I had a little difficulty putting on a shoe. A lot of difficulty, actually. A lot of gasping-in-pain eye-watering cursing-out-loud difficulty. But I managed it, mainly because I can wear sneakers to work, and laces are un-laceable. And because going to the office barefoot is frowned upon.
I had a 10:00 a.m. meeting – a big important meeting with my manager. To miss it would be a severe CLM. And another meeting immediately thereafter. No telecommuting for this guy that day. So, I made it to my manager’s office.
My manager, on the other hand, didn’t. Dang.
Praying for sweet, sweet unconsciousness, I hobbled to the next meeting. I don’t remember a minute of it. My foot was on fire. After 40 minutes, I could take no more, made my manners, and left for home and an icepack. I implied earlier that getting a shoe on was tough. It was nothing compared to getting it off a couple hours later.
Nothing, but nothing, relieved the pain. I considered using some of my leftover Vicodin, but I was thinking clearly enough to know I didn’t want to do that. Knowing that my appointment was soon helped me avoid the painkillers, I think.

  • 1:30 p.m. – I hobble into the doctor’s office.
  • 1:31 p.m. – Doctor: “That’s gout.”
  • 1:40 p.m. – I finally believe he’s serious.

Sure, sure, he gave himself a way out by suggesting it might possibly be tendonitis or arthritis. But the first thing he said was gout. And the whole time he’s explaining the whys and wherefores, I’m thinking he could be actually doing something about it. Finally, I was given some kind of injection, a prescription for Colchicine (which has been used for over 100 years for gout), and a lab slip for a blood test to make sure of the diagnosis.
The doc’s injection (a kind of steroid, I think – I wasn’t paying particular attention at the time) and the Colchicine had their effects moderately quickly – the swelling began to subside and the pain eased that afternoon.

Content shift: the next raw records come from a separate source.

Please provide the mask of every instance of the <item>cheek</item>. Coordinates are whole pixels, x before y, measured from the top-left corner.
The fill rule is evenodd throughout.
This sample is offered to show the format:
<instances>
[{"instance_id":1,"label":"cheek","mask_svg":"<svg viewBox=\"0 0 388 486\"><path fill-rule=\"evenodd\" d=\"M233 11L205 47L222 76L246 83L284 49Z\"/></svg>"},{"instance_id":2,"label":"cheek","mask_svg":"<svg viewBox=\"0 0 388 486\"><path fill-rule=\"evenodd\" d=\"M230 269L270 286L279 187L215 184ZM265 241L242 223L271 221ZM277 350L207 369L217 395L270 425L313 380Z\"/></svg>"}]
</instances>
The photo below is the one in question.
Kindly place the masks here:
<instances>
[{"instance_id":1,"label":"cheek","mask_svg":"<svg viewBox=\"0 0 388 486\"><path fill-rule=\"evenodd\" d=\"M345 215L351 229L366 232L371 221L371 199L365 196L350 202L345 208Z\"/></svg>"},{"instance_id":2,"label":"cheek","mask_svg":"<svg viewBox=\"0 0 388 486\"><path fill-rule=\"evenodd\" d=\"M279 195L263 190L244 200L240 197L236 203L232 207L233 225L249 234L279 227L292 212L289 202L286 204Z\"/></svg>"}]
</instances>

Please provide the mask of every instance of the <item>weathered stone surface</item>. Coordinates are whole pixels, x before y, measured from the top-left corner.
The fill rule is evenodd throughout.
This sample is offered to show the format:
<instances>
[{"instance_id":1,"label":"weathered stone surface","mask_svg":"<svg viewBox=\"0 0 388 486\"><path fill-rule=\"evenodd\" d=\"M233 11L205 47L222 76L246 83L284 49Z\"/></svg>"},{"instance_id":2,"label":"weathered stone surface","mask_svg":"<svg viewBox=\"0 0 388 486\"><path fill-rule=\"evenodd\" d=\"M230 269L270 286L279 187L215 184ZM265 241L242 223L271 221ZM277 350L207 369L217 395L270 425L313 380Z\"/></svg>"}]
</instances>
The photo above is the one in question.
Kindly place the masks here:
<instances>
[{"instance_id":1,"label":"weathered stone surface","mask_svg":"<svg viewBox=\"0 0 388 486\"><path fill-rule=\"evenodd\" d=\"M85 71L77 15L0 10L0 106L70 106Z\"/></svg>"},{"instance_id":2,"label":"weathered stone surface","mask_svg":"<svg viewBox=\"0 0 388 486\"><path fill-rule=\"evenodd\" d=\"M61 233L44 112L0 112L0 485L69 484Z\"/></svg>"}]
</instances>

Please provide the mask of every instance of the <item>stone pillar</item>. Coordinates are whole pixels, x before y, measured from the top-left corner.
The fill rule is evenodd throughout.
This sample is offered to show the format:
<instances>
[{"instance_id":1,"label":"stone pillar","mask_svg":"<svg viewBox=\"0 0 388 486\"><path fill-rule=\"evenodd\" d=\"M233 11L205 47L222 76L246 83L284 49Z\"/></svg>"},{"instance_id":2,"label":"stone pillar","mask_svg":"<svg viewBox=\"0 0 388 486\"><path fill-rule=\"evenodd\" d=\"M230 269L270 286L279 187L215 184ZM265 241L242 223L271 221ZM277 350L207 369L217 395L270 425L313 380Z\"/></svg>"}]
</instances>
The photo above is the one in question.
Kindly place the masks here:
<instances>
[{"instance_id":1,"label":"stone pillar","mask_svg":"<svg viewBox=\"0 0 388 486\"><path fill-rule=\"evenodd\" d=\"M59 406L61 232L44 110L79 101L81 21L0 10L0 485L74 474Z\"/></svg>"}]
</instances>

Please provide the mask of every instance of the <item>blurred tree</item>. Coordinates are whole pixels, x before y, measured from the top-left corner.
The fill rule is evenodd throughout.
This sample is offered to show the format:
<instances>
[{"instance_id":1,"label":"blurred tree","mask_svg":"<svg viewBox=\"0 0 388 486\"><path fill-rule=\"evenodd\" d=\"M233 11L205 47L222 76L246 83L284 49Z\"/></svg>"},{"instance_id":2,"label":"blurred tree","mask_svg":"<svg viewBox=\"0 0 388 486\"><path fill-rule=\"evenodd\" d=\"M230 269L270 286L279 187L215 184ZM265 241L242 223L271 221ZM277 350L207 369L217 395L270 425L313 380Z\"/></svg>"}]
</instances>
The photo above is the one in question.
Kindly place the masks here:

A word about Colchicine, or more specifically about the side effects: ouch. The nausea knocked me onto my butt for three or four days, which was a convenient place to have been knocked onto, since the other side effect had me in the littlest room in the house most of Wednesday night, Thursday, Friday, and Saturday. All things considered, though, I’ll take the side effects over the gout symptoms, any day.
It’s Monday – and I can walk almost normally for the first time in a week. And I have a meeting I have to be in the office for later this afternoon.
Normality is resuming… but I’ll have to keep an eye on my foot for the rest of my life. I hate getting older… but it beats the alternative.
OK, I said I was sorry for the lack of blogging. I guess this post makes up for it.
UPDATE: Aspirin and ice are exactly the wrong things to use for a gouty foot. It just figures, doesn’t it?